9.2 C
Dourados
Quinta-feira, Junho 25, 2026
Início Capa STF se divide sobre isenções fiscais para agrotóxicos

STF se divide sobre isenções fiscais para agrotóxicos

Corte tem placar de votação fragmentado em ações que contestam benefícios tributários a defensivos; 3 ministros ainda não votaram

O STF (Supremo Tribunal Federal) encerrou a sessão desta 4ª feira (19.nov.2025) com um placar fragmentado no julgamento que analisa a constitucionalidade de benefícios fiscais concedidos a agrotóxicos. A Corte examina duas ADIs (ações diretas de inconstitucionalidade), apresentadas por Psol e PV, que questionam reduções e isenções de ICMS (Imposto sobre Circulação de Mercadorias e Serviços) e IPI (Imposto sobre Produtos Industrializados) aplicadas a defensivos agrícolas. 

As ações contestam dispositivos do Convênio ICMS 100 de 1997, que reduziu em 60% a base de cálculo do imposto e permitiu isenção total em operações com insumos agropecuários, além de normas que fixam alíquota zero de IPI para alguns agrotóxicos. O PV também questiona trecho da reforma tributária que autoriza regime fiscal diferenciado para fertilizantes e defensivos.

Até o momento, Edson Fachin (relator) e Cármen Lúcia votaram pela procedência das ações. Para eles, o Estado não pode conceder tratamento tributário privilegiado a substâncias nocivas à saúde e ao meio ambiente. Fachin afirmou que o julgamento não trata da proibição do uso de agrotóxicos, mas da validade constitucional dos incentivos fiscais. Defendeu que a Constituição exige um sistema tributário “ambientalmente calibrado”, no qual produtos mais nocivos sejam mais onerados.

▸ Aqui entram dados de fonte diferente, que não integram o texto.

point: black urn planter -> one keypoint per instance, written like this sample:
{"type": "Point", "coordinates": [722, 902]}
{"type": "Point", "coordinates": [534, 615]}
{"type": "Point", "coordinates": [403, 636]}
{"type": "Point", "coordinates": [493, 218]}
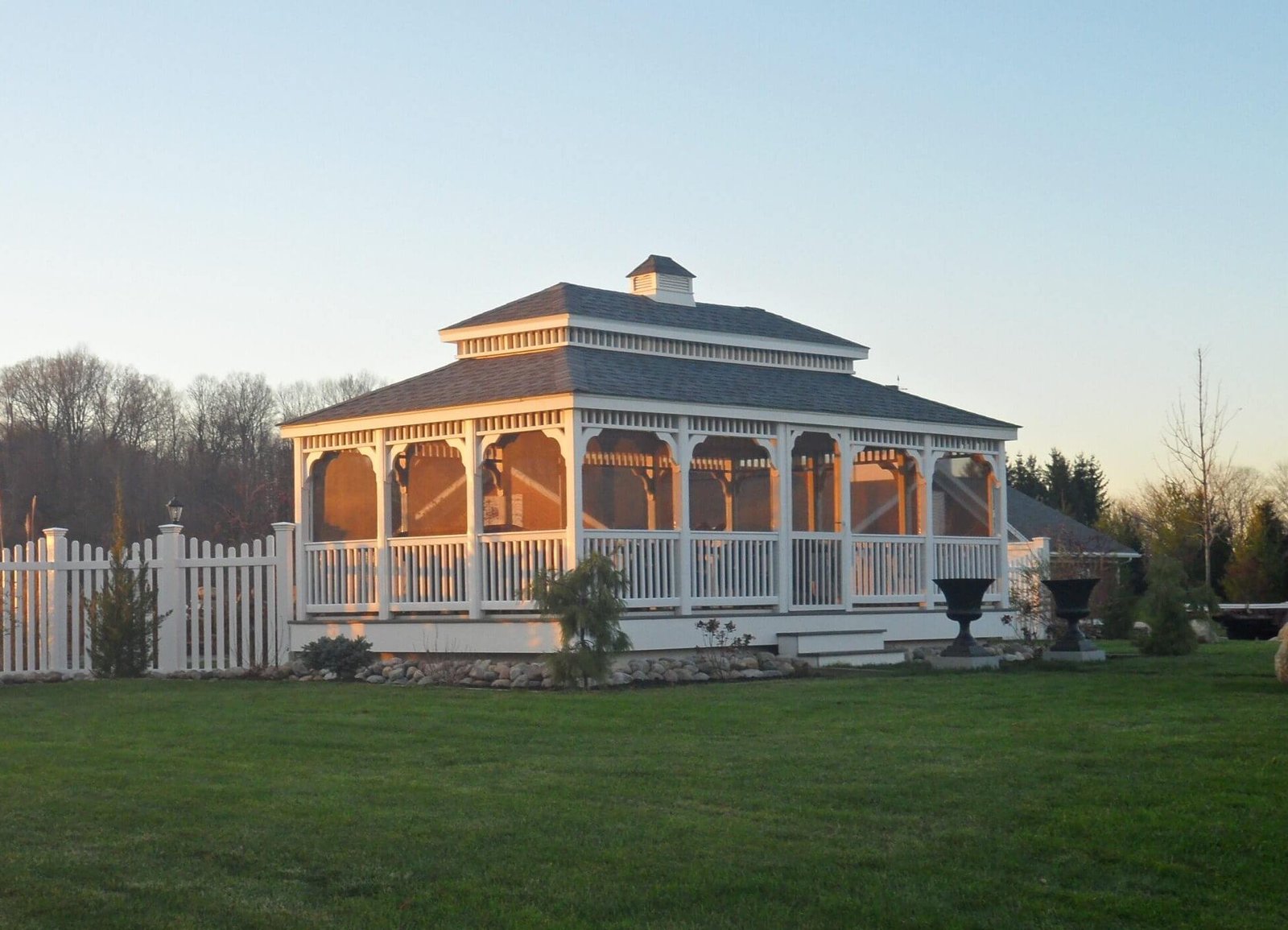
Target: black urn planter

Na contramão, Cristiano Zanin, Luiz Fux e Dias Toffoli votaram pela improcedência. Para Zanin, a desoneração não busca incentivar o uso dos produtos, mas “reconhecer a natureza de insumo técnico imprescindível à agricultura contemporânea, reduzindo custos de produção e evitando aumentos expressivos no preço dos alimentos”. Ele ressaltou que os agrotóxicos passam pela supervisão de “3 agências federais — Mapa, Ibama e Anvisa” e que o uso é amplamente regulamentado.

Fux acompanhou essa linha e afirmou que o tema exige compatibilização entre segurança alimentar e proteção ambiental. Disse que o uso de defensivos é “permitido e regulamentado, sujeito a restrições e fiscalização rigorosas”. Para o ministro, os agrotóxicos são “mais do que necessários para a produção de alimentos, controlar pragas e aumentar a produtividade”, e os benefícios fiscais se situam “no campo de conformação legislativa”.

Há ainda 2 votos pela procedência parcial: André Mendonça e Flávio Dino. Mendonça afirmou que a concessão de benefícios fiscais a insumos agropecuários é compatível com a Constituição. Segundo ele, a tributação deve ponderar entre incentivo fiscal, proteção ambiental e saúde pública. Propôs que o Estado revise os incentivos em até 180 dias, priorizando produtos “mais eficientes e com menor toxicidade”.

Dino acompanhou a linha da revisão periódica. Para ele, seu voto estabelece “um dever de revisão compreensiva, contemporânea e multidisciplinar das políticas fiscais atreladas aos agrotóxicos, baseada em evidências científicas e buscando conciliar desenvolvimento econômico, proteção ambiental e direitos à saúde”.

Faltam votar os ministros Nunes Marques, Alexandre de Moraes e Gilmar Mendes.